How many central securities depositories are there in Europe? The answer depends on who you ask, but you are in good company if you believe that, whatever the number, it is too many.
That is certainly the view of the members of the European Securities Industry Users’ Group (ESIUG), a lobby group growing increasingly powerful in the debate over the shape of the clearing and settlement infrastructure in Europe. Composed of 18 of the biggest players in the European securities markets, ESIUG’s formation was prompted by several market developments, including Cedel’s plan for a European clearing house, Euroclear's hub-and-spokes model, and ECSDA’s Eurolinks project.

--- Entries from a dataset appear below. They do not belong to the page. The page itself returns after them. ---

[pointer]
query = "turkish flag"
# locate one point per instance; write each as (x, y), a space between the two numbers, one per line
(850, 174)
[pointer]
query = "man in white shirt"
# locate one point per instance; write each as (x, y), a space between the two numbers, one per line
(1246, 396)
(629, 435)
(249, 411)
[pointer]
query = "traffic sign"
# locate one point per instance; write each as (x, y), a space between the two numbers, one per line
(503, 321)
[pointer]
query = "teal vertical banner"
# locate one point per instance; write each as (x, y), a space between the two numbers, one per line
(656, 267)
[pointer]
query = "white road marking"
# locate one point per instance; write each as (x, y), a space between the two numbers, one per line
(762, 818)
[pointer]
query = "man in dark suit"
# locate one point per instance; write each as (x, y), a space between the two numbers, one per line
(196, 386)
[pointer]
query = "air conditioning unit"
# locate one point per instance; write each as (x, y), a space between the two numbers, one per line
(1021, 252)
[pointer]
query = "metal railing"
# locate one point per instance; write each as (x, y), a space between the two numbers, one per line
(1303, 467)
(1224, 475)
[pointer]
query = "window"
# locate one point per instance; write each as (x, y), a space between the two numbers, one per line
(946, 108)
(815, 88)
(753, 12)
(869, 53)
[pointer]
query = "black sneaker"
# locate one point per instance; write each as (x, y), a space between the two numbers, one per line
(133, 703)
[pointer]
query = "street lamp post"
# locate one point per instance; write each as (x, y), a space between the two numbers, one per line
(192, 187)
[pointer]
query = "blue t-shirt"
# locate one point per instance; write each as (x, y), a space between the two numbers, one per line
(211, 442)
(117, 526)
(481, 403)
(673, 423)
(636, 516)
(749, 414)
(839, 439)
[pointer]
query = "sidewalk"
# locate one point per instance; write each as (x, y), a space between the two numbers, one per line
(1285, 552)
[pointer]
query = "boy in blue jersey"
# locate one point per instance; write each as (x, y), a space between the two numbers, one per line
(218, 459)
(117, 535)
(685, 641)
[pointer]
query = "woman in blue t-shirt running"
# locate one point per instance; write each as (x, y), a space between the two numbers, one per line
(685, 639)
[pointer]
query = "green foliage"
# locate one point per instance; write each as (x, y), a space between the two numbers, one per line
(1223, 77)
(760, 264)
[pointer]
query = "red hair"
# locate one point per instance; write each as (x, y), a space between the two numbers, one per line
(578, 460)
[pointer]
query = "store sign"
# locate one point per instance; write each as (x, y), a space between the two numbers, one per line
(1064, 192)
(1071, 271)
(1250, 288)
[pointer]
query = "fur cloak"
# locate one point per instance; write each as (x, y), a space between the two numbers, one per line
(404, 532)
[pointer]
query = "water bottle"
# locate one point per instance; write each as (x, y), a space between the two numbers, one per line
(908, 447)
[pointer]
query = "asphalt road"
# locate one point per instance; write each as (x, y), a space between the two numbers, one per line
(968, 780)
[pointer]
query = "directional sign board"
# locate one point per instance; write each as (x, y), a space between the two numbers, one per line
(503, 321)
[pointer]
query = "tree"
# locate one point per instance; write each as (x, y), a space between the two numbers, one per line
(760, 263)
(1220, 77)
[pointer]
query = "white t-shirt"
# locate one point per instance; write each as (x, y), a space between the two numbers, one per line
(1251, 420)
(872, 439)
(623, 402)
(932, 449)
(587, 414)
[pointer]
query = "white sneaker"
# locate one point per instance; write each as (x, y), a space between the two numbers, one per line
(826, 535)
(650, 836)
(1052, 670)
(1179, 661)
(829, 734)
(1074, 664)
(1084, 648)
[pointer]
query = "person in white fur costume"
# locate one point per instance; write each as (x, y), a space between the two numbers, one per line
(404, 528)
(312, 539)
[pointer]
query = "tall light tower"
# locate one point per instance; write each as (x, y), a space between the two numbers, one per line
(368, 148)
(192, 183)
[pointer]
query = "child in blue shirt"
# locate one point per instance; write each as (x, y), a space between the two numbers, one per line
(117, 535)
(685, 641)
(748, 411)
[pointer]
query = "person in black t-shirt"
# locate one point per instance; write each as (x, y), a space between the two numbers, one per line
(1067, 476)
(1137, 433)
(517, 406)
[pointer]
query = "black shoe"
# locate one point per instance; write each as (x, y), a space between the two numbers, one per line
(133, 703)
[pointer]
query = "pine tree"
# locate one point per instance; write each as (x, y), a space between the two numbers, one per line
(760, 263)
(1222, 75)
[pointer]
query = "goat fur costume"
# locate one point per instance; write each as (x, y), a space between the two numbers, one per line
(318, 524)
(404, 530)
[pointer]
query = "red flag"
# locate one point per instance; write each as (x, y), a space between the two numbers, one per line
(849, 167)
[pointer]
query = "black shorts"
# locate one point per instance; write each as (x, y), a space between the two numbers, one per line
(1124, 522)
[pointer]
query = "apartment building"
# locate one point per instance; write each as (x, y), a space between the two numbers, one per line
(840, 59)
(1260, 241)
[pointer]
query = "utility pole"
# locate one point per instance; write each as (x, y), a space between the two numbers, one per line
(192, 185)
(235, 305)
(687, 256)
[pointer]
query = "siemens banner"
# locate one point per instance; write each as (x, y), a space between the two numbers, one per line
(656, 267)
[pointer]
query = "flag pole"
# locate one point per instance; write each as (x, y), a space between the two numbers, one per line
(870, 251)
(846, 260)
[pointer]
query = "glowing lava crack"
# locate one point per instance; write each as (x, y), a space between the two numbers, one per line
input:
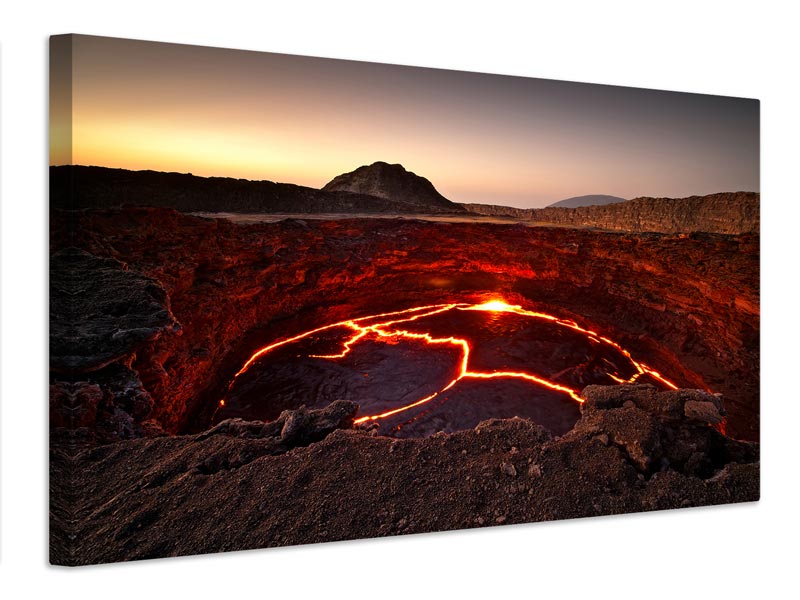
(385, 327)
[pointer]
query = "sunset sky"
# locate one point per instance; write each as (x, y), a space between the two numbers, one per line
(478, 138)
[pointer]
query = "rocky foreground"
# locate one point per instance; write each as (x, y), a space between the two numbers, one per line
(309, 477)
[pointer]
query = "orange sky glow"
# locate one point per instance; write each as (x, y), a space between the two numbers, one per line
(478, 138)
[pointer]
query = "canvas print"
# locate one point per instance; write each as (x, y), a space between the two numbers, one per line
(298, 300)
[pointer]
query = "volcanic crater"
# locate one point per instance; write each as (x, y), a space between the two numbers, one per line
(682, 305)
(262, 366)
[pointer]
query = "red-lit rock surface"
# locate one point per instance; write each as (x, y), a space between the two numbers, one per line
(687, 305)
(308, 478)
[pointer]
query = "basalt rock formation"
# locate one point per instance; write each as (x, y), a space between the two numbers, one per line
(393, 183)
(728, 213)
(101, 312)
(687, 303)
(79, 187)
(311, 478)
(589, 200)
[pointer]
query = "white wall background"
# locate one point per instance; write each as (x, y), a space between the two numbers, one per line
(730, 48)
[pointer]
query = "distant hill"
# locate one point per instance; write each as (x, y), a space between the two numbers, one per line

Last May, ESIUG issued a series of guiding principles on its vision for the markets, the most important of which was that it wanted a “single integrated process in Europe for clearing and settlement of equity and debt transactions”. Ask individual members of ESIUG what they mean by ‘process’ and you will soon discover how tortuous the debate must have been before they arrived at that word. If they had said platform or provider or system or operator or utility, they would have lost all credibility before they had even started. But ‘process’ is a different thing: many more than one depository can use the same process and ESIUG would still be satisfied, at least in theory. Its unspoken priority is to reduce the number of depositories from its current level to a more manageable group.
In an ideal world, the single integrated process would be run by a single integrated operator. But this is not an ideal world, and ESIUG’s members are too wise to go down that path, so it is encouraging the initiatives of Cedel, Euroclear and ECSDA. It certainly does not wish to be seen to favour one grouping over another, even though it was widely felt the group was initially little more than a collection of Euroclear’s friends, a perception that has changed as the membership has expanded.
If anything, the main accusation levelled at ESIUG today is that it is being too fair to all parties. Since its May declaration, it has looked on as an apparently impartial observer as Cedel has announced plans to float, and Euroclear has said it will drop JP Morgan as its operator and convert to a bank.
More importantly, ESIUG has also watched as Sicovam, the French depository, negotiated first with Euroclear, then Cedel, before finally going back to Euroclear to form an alliance. To most, the behaviour of all the parties involved in this protracted mating ritual left something to be desired, but ESIUG has kept its own counsel on the issue.
Sicovam’s decision to team up with Euroclear was driven by many factors, both political and commercial, but what matters now is that the market is back to the old duopoly. If Cedel had managed to cement the deal with Sicovam, the new entity would have relegated Euroclear to the margins. As things now stand, there is no chance of consolidation behind a single supplier, and only a limited prospect of an early realisation of ESIUG’s single integrated process.
The game is far from over for ECSDA, either. The most vocal proponent of Eurolinks is CRESTCo, the UK depository, and both Cedel and Euroclear know they cannot claim to have a truly European clearing system without its participation. So far, CRESTCo does not want to play, and many of its smaller colleagues are equally wary of getting into bed with either the French or the Germans. They would far prefer to retain their autonomy and adopt a regional structure, and they are therefore unlikely to forsake the project without a very good reason. No-one has given them one yet.
Some observers believe the CSDs are almost ready to compete with custodians. Today they plainly are not, having neither the expertise nor the systems to deliver competitive services to demanding institutional investors. And the custodians, as major shareholders in national and international CSDs, and are unlikely to sign their own death warrant.
But Euroclear has given a signal – intentionally or not – that it has ambitions that would take it directly on to the territory of some its most important clients and shareholders. Last December, it announced it was cutting its tariff for equity settlement and safekeeping transactions by 36% and 16%, respectively. Its explanation seemed rather laboured.
This is the kind of thing that ESIUG should be reviewing, for there is a danger that, as the competition to win control of European clearing and settlement intensifies, clients will be the last thing on the minds of senior management. The very reason for ESIUG’s existence is that its members did not feel they were being listened to closely enough. That in itself should be sufficient to send a clear message to all the European CSDs. It is not a race to be the biggest – but to be the best.